Aachen: Baufirma pleite: „NetAachen” ausgebremst

Aachen: Baufirma pleite: „NetAachen” ausgebremst

„Wir geben G(l)as”, steht auf einem Werbeschild des regionalen Telekommunikationsunternehmens „NetAachen”. Das Schild hängt an einer Baustellenabsperrung am Seilgraben. Dort, wie an anderen Stellen in der Stadt, schaut „NetAachen” derzeit aber in die Röhre - und zwar in die leere.

Statt bei der Verlegung pfeilschneller Datenleitungen voran zu kommen, herrscht momentan Stillstand. Dem Unternehmen ist nämlich die ausführende Baufirma abhanden gekommen.

Besagte Baufirma ist der Hamburger Datenleitungsspezialist „APL Tief- und Leitungsbau”. Dieser ist pleite. Um es etwas schicker auszudrücken: Er ist im vorläufigen Insolvenzverfahren, das am 1. September in Hamburg eröffnet wurde. APL wurde erst 2009 gegründet, die „Mutter” in Dänemark gibt es allerdings schon seit 1991.

Und nicht nur die rund 50 Mitarbeiter fragen sich, wie es weitergeht. Das fragt sich auch Andreas Schneider. Der Geschäftsführer von „NetAachen” hat nämlich in Sachen Datenleitungen in Aachen ein 20-Millionen-Projekt vor der Brust, von dem derzeit etwa 20 Prozent abgearbeitet sind. Rund 1000 Haushalte sind ans Glasfasernetz angeschlossen, weitere 5000 sollen folgen.

Deswegen buddelt sich das Unternehmen derzeit kreuz und quer durch Aachen. Doch laufende Baustellen mussten nun stillgelegt, teils auch wieder unvollendet zugeschüttet werden - die größten dieser Baustellen sind jene an der Reihstraße und am Seilgraben, ein paar kleinere kommen noch dazu. Vor allem habe man laut Schneider rasch geschaut, dass solch heikle Stellen wie am Adalbertsteinweg geschlossen werden.

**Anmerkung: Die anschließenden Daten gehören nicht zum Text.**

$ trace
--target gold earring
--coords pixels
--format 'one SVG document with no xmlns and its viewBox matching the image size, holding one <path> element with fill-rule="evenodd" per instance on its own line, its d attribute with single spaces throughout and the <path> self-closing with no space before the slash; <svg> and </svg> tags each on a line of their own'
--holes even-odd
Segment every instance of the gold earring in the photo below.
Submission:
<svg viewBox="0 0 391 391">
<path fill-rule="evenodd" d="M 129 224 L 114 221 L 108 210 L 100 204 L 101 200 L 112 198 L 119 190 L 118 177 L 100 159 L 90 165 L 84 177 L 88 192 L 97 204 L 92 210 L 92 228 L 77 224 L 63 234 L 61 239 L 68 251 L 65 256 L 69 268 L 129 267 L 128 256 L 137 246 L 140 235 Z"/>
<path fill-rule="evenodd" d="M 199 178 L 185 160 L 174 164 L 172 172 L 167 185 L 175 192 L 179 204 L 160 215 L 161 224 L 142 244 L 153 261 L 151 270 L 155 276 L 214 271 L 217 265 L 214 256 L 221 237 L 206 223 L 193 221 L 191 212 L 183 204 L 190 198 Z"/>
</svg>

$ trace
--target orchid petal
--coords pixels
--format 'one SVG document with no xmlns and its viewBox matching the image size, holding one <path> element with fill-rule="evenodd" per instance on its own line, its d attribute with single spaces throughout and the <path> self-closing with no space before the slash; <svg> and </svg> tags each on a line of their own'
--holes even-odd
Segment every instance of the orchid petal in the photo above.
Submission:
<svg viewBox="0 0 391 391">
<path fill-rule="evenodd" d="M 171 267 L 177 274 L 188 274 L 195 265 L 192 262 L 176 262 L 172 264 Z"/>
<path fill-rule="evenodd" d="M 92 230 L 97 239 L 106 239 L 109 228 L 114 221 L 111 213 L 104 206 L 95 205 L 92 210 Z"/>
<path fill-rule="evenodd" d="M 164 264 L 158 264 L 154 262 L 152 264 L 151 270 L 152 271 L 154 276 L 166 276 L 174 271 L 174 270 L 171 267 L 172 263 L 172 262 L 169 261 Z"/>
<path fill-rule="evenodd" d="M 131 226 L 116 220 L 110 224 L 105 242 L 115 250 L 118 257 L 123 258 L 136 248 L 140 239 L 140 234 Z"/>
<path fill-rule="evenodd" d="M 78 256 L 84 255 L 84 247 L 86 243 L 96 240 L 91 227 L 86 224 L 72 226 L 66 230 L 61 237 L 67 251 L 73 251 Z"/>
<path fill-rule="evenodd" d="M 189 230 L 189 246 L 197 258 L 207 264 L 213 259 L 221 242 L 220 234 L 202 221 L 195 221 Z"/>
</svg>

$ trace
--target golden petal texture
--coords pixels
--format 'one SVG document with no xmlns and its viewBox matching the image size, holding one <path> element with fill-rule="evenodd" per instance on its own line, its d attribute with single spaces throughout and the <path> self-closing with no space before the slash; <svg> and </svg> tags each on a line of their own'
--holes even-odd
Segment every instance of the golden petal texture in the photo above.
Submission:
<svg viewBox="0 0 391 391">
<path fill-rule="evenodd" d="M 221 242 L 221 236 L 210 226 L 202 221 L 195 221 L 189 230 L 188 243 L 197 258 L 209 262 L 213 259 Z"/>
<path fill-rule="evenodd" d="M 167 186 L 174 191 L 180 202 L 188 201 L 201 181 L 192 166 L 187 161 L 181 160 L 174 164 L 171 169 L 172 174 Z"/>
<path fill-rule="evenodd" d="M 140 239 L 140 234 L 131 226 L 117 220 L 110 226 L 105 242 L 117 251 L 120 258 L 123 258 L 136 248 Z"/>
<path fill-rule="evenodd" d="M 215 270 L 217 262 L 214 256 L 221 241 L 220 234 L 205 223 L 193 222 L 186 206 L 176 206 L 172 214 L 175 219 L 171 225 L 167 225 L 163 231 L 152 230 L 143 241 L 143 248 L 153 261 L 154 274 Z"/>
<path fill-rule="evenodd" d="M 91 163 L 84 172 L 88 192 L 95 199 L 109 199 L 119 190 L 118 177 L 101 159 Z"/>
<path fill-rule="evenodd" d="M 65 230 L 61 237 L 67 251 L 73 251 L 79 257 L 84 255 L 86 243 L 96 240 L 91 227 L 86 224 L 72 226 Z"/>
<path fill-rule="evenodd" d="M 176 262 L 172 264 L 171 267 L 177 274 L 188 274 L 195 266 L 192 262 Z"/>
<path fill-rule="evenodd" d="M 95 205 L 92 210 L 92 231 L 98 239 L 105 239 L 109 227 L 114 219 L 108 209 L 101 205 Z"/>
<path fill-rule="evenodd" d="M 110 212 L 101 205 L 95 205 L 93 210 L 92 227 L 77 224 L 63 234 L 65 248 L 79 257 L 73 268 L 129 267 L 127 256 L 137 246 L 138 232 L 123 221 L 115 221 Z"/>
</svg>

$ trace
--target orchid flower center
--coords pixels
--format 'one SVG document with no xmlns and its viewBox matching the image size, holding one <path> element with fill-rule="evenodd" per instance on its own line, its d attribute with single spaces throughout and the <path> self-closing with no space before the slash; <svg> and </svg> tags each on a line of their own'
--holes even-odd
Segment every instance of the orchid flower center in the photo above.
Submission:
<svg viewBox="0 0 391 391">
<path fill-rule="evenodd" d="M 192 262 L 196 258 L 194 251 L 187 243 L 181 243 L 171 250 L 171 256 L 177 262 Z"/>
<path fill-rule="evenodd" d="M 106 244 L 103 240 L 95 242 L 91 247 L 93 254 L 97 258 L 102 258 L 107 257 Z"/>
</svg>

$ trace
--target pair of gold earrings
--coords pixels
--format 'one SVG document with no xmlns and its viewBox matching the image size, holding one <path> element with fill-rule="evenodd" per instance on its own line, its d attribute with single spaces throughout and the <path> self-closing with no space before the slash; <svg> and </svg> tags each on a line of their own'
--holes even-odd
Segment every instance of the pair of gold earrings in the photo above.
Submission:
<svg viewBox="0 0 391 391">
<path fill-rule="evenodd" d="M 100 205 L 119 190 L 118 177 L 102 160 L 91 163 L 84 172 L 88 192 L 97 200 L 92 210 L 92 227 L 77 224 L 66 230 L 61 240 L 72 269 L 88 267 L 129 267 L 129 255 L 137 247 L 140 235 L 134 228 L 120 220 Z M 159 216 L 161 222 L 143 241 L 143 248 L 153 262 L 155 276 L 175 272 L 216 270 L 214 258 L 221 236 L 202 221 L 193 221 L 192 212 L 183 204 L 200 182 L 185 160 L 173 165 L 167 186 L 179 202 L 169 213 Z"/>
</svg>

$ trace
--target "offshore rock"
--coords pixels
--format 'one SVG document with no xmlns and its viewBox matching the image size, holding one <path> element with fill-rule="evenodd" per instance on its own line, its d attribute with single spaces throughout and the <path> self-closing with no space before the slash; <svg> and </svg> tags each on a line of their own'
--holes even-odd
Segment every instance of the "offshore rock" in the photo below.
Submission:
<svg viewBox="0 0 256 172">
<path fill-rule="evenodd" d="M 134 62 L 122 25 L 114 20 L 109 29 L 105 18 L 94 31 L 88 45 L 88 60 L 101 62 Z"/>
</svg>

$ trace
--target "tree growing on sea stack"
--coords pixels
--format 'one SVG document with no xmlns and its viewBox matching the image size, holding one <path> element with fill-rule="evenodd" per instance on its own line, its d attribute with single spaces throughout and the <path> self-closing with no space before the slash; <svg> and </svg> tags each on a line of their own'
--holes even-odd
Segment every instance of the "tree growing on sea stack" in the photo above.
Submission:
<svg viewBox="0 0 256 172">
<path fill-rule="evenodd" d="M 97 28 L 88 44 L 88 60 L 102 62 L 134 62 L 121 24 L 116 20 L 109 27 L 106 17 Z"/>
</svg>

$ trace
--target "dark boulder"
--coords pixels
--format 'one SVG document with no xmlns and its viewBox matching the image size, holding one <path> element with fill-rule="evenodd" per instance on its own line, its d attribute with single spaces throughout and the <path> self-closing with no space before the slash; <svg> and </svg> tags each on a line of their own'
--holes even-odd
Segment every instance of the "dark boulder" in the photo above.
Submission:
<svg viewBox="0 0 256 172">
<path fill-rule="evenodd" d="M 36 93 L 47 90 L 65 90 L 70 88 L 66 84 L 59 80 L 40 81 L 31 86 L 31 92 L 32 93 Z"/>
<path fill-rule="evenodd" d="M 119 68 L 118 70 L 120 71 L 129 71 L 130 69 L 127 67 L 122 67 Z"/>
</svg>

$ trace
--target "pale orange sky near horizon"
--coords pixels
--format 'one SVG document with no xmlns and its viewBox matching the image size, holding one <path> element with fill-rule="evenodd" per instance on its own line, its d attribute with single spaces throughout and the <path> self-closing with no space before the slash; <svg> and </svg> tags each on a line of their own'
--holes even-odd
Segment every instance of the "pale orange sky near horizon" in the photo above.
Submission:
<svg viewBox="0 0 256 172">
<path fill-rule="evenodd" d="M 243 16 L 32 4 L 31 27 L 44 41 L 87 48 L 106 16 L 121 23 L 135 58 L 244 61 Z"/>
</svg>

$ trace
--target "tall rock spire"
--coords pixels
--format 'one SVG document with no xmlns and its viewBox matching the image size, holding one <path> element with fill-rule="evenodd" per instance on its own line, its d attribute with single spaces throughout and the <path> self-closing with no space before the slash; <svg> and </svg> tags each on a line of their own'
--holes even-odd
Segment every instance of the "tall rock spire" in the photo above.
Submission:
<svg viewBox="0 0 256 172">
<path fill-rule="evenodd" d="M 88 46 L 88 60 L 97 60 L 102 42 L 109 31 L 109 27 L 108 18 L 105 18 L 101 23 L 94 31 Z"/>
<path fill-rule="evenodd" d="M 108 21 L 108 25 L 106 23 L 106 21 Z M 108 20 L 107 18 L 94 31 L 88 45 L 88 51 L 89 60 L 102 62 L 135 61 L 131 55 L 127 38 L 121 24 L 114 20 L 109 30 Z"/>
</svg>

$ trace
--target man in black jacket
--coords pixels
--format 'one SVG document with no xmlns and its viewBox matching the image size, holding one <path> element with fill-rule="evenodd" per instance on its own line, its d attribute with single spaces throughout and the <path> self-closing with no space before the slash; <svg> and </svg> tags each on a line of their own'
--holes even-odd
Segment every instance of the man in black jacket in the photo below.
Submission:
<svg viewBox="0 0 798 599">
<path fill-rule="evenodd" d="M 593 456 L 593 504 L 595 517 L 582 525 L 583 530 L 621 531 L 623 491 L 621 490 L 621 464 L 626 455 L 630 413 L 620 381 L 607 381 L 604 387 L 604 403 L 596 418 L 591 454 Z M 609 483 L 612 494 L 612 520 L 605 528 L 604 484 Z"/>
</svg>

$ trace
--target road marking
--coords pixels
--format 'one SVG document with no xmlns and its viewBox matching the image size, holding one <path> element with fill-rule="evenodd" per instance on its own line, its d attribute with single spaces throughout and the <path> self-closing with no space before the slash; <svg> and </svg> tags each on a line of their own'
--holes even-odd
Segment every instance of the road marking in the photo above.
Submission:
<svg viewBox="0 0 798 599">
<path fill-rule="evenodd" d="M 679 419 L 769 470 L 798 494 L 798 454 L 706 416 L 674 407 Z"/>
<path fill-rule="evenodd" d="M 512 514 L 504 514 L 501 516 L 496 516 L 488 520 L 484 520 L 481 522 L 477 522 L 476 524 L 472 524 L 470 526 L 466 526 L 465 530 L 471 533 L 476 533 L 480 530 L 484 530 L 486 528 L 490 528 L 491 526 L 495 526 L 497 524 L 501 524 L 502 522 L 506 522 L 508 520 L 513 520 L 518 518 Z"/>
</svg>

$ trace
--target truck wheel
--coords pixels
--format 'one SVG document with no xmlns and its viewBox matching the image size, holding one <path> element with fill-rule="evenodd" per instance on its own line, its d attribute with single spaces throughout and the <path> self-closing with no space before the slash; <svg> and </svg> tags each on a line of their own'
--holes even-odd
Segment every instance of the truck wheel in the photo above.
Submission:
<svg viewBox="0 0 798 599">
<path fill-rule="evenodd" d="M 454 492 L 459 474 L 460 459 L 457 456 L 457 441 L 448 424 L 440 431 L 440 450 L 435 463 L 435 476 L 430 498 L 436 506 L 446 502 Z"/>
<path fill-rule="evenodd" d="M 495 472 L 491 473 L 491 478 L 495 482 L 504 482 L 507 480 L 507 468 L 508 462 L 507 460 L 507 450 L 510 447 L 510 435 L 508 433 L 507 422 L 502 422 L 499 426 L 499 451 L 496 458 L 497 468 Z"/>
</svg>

In Kontakt ist Schneider derzeit auch mit dem vorläufigen Insolvenzverwalter Dr. Sven-Holger Undritz in Hamburg. Er ist derzeit mit der Prüfung befasst, ob „APL Tief- und Leitungsbau” erst einmal weitermachen kann.

Andreas Schneider berichtet, dass bereits ein APL-Trupp wieder nach Aachen gekommen sei. Die Entscheidung des Hamburger Rechtsanwalts erwartet er bald. In dieser Zeit lässt „Net-Aachen” den aktuellen Stand der Baustellen begutachten und dokumentieren - für alle Fälle. Und für alle Fälle hat man auch schon Kontakt mit einem anderen Leitungsbauer zwecks Auftragsübernahme aufgenommen.

Sollte APL nicht oder nur teilweise weitermachen können, muss es in Aachen trotzdem zeitnah weitergehen. Derzeit geht Schneider von überschaubaren und „nicht dramatischen” Verzögerungen aus. Mit der Absicherung der Baustellen hat man die Aachener Firma Philippen beauftragt.


Und warum bedient man sich eines recht jungen, auswärtigen Anbieters und nicht nicht in Gänze einer ortsansässigen Firma? Laut Andreas Schneider ist „NetAachen” in letzter Konsequenz ein kommunales Unternehmen der Städte Köln und Aachen. Als solches sei man an die Ausschreibungsvorschriften gebunden.

Und bei der Ausschreibung für den Großauftrag sei APL eben „mit Abstand am günstigsten” gewesen.